4 minute read
THE WRITER’S EYE with Susan Beckham Zurenda and guest author, Scott Gould
Against Inspiration
This month Scott Gould writes about idea versus inspiration. Scott is an extraordinary author who has gathered such awards as the Eric Hoffer Award for Fiction, a Next Generation Indie Book Award, IPPY Award for Fiction, and the Larry Brown Short Story Award. His novel Peace Like a River comes out this month, and I very much look forward to reading it. From the jacket copy: “A captivating exploration of forgiveness, redemption, and the enduring bonds of family, Peace Like a River invites readers into a world where love and loss intersect with the healing power of nature and introspection.”
I got to know Scott when I took a creative writing class he taught at the South Carolina Governor’s School for the Arts & Humanities many summers ago. I can attest he’s as good a teacher as he is a writer. I hope you enjoy his take on inspiration. I surely did:
I might as well just throw it out there…I believe inspiration is highly overrated. At the very least, it’s overvalued. Probably misused. Definitely misunderstood. If I had to point a finger at somebody, I’d blame the ancient Greeks. They were the ones who concocted that whole Muses scenario, nine goddesses who existed to spark creativity. They (whoever “they” is) even assigned three of the goddesses to poetry, so the art of writing got more than its fair share of inspiration-adjacent mythological creatures. The ancient Greeks convinced us that inspiration was something to be delivered, something we should desire…and wait for. And therein lies the problem: if you wait for a Muse to whisper in your ear, you’re going to spend a lot of your time not writing.
Part of the problem, I think, is confusing inspiration with having an idea. Ideas are as plentiful as tap water. If you’re a writer, you should be able to walk three blocks down any street and come up with a half dozen ideas for a story or a poem or an essay. That’s the job of a writer: to keep the eyes and ears open and notice the small things that other folks (the non-writers) simply miss or ignore. The snatch of dialogue from the waitress at Waffle House. The skinny, sweaty guy preaching on the corner of Main and Coffee Street. The crumpled envelope that someone accidentally dropped on the sidewalk. Those are all potential ideas for a piece of writing. They aren’t necessarily inspirational. They are starting points, tiny bits of the world to be mulled and fermented and ultimately woven into a story.
For over twenty years, I taught creative writing at the SC Governor’s School for the Arts and Humanities. Each winter, my colleagues and I interviewed potential students. One of our standard questions was, “How often do you write?” Seven out of ten times, the answer would be, “I write when I’m inspired.” (Spoiler alert: that’s the wrong answer.) I remember asking this follow-up question so many times: “Well, you’re going to have to write every day if you go to school here, so what happens on the days when you’re not inspired?”

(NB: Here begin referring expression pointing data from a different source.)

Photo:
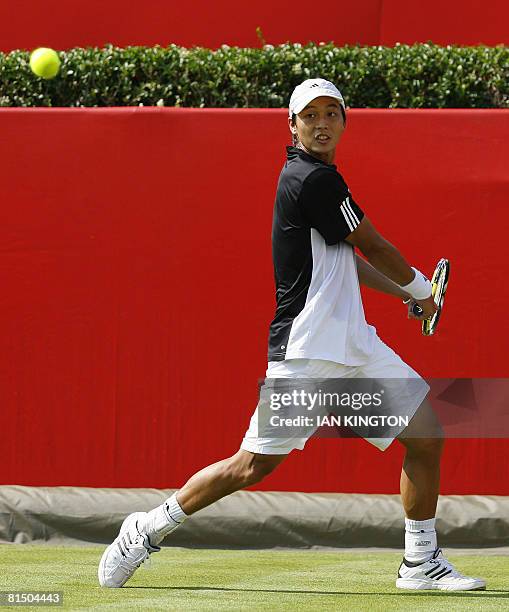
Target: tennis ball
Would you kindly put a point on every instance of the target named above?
(45, 63)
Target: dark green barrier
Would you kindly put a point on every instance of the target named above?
(418, 76)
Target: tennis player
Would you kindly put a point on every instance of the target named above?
(319, 331)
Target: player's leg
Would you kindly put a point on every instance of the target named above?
(142, 532)
(224, 477)
(420, 475)
(423, 565)
(261, 452)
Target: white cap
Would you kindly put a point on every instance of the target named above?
(309, 90)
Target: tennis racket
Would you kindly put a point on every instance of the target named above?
(438, 288)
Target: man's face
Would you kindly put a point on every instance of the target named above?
(319, 127)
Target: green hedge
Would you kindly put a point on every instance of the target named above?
(418, 76)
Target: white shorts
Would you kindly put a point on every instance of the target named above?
(384, 363)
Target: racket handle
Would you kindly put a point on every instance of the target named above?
(417, 310)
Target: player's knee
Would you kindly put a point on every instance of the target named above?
(251, 468)
(431, 447)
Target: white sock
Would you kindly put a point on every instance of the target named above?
(420, 540)
(163, 520)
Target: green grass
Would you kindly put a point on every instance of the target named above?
(182, 579)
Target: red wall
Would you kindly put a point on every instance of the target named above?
(137, 286)
(31, 23)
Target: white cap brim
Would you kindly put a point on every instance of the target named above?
(311, 95)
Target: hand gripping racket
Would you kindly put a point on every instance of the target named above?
(438, 288)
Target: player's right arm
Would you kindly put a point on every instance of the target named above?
(386, 258)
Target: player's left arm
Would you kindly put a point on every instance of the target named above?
(372, 278)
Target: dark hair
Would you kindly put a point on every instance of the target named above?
(295, 140)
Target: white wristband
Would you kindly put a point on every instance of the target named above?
(419, 288)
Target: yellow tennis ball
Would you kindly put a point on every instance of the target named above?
(45, 63)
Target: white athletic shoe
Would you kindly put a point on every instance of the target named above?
(437, 573)
(129, 550)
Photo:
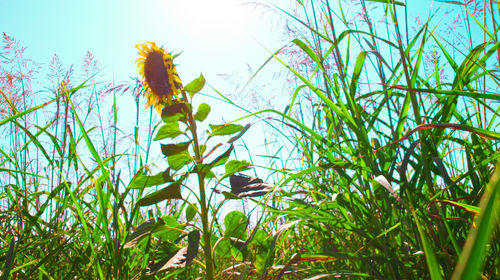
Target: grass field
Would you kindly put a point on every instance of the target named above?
(384, 162)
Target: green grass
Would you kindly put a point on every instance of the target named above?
(384, 162)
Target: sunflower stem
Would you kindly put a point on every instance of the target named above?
(207, 232)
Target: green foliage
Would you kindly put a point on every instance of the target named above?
(386, 165)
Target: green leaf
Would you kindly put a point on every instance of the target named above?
(193, 245)
(141, 231)
(168, 130)
(170, 230)
(229, 195)
(221, 159)
(225, 129)
(173, 191)
(191, 212)
(236, 224)
(172, 149)
(196, 85)
(202, 113)
(175, 112)
(475, 249)
(179, 160)
(234, 166)
(142, 181)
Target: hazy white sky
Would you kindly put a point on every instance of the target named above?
(216, 36)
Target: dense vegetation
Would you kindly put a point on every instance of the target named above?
(384, 167)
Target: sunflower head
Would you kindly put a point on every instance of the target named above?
(159, 77)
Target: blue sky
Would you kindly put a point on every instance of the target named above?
(218, 36)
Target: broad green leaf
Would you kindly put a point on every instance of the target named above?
(172, 149)
(234, 166)
(235, 223)
(171, 230)
(168, 130)
(196, 85)
(141, 231)
(202, 113)
(191, 212)
(179, 160)
(229, 195)
(175, 112)
(225, 129)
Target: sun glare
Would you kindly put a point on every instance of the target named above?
(217, 20)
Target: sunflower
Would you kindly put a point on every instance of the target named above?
(159, 77)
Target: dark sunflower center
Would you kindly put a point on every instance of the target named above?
(156, 74)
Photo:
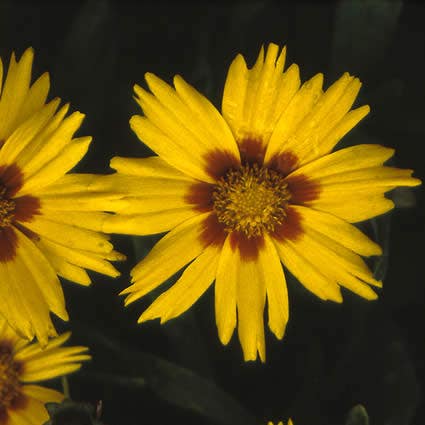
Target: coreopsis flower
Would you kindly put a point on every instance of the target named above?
(243, 192)
(50, 221)
(21, 365)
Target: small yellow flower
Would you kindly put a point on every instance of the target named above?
(22, 364)
(243, 192)
(50, 221)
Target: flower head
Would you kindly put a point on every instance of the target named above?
(50, 221)
(244, 191)
(22, 364)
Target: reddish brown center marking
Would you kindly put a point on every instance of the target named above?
(10, 386)
(250, 200)
(7, 207)
(14, 211)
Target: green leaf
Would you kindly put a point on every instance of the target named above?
(357, 416)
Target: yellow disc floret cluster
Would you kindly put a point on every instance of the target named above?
(251, 200)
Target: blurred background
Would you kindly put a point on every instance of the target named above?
(332, 356)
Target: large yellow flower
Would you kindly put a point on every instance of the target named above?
(22, 364)
(242, 192)
(49, 220)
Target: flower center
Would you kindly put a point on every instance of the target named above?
(10, 387)
(7, 207)
(251, 200)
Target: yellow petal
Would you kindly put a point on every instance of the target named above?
(14, 92)
(349, 159)
(336, 133)
(153, 166)
(69, 236)
(277, 293)
(26, 308)
(57, 167)
(251, 298)
(7, 333)
(225, 293)
(54, 363)
(254, 99)
(43, 394)
(298, 262)
(25, 133)
(35, 98)
(1, 75)
(354, 209)
(283, 136)
(148, 223)
(91, 220)
(174, 150)
(195, 280)
(177, 248)
(43, 275)
(338, 230)
(358, 180)
(86, 259)
(336, 262)
(326, 113)
(234, 94)
(36, 349)
(212, 125)
(63, 268)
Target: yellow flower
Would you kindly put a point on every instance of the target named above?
(242, 192)
(50, 221)
(22, 364)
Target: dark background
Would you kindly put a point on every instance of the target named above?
(333, 356)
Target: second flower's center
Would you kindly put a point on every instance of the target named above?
(7, 208)
(251, 200)
(10, 387)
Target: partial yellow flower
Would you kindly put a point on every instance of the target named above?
(243, 192)
(22, 364)
(50, 221)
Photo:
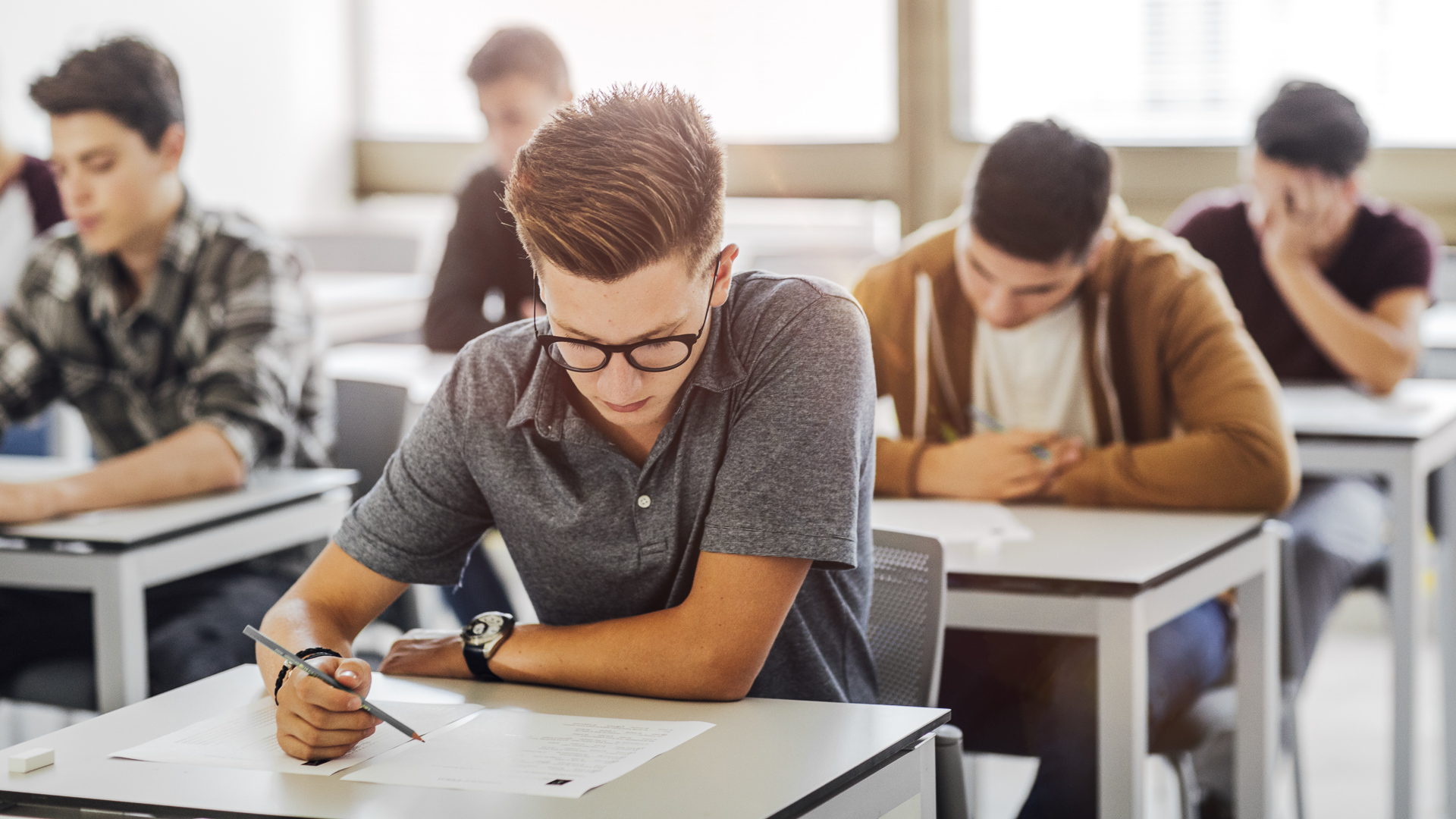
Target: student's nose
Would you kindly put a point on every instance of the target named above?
(619, 381)
(74, 194)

You see, writing is a blue-collar gig. You must get your butt in the chair and do the work. But here’s the wonderful thing…When you’re doing the work, when you’re sitting in the chair, sculpting your idea, that is when inspiration might come calling. You have a main character, and you suddenly realize he should have a limp because of a hunting accident twenty years ago. (Inspiration.) Out of nowhere, your protagonist develops a strange tick; she begins mispronouncing her children’s names. (Inspiration.) You bring in a secondary character who blows smoke rings in the shape of a heart. (Inspiration.) Inspiration is the by-product of doing the work. It can make a good idea better.
I have a new novel that started with an idea, not with an inspired moment. I had the idea to take the protagonist from an older book—a linked collection of stories set in the 1970s (Strangers to Temptation, Hub City Press, 2017)—and age him fifty years to see how he’d changed (or how the world had changed him.) The result is Peace Like a River (Regal House Publishing). When I sat down to work on this idea, interesting things began happening. Was the dead grandfather’s artificial hip joint an inspired detail? Maybe. Was the laid-back, feral cat named Willie Nelson inspired? Could be. Do I think a Muse snuck in the front door and tickled my ear? Not a chance. Writing is not magic. It’s a job. It’s hard work. And if you work hard, good (perhaps inspired) things happen.
My suggestion? Don’t bide your time waiting on inspiration. Spend it working on a good idea. The inspiration will take care of itself.